A Hoare triple is a construct used in Hoare calculus to describe how the execution of a piece of code changes the state of the computation. It is written as:

$$\{P\}\Pi \{Q\}$$

where:

• $P$ is the precondition: an assertion that must hold before the execution of $\Pi$.
• $\Pi$ is the command or program fragment.
• $Q$ is the postcondition: an assertion that must hold after $\Pi$ terminates.

Semantics

The meaning of a Hoare triple depends on whether we consider partial or total correctness.

Partial Correctness

Partial Correctness

The triple $\{P\}\Pi \{Q\}$ holds under partial correctness if, whenever $\Pi$ starts in a state satisfying $P$ and if it terminates, then the resulting state satisfies $Q$.

This is often denoted as:

$${\models }_{par}\{P\}\Pi \{Q\}$$

Total Correctness

Total Correctness

The triple $[P]\Pi [Q]$ (or sometimes $\{P\}\Pi \{Q\}$ with explicit termination) holds under total correctness if, whenever $\Pi$ starts in a state satisfying $P$, it must terminate, and the resulting state satisfies $Q$.
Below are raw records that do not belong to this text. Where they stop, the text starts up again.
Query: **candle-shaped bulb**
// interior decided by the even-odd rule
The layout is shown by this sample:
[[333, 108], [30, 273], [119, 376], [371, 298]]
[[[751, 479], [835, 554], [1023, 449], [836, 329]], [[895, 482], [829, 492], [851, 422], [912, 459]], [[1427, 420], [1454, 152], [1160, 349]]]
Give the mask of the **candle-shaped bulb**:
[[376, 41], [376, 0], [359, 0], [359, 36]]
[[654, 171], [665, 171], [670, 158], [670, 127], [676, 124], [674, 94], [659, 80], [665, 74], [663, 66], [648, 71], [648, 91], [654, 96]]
$$\text{Total Correctness}=\text{Partial Correctness}+\text{Termination}$$

Formal Verification

In program verification, Hoare triples are used as the building blocks for proofs. The goal is to show that a program is partially correct or totally correct with respect to its specification given by the precondition and postcondition.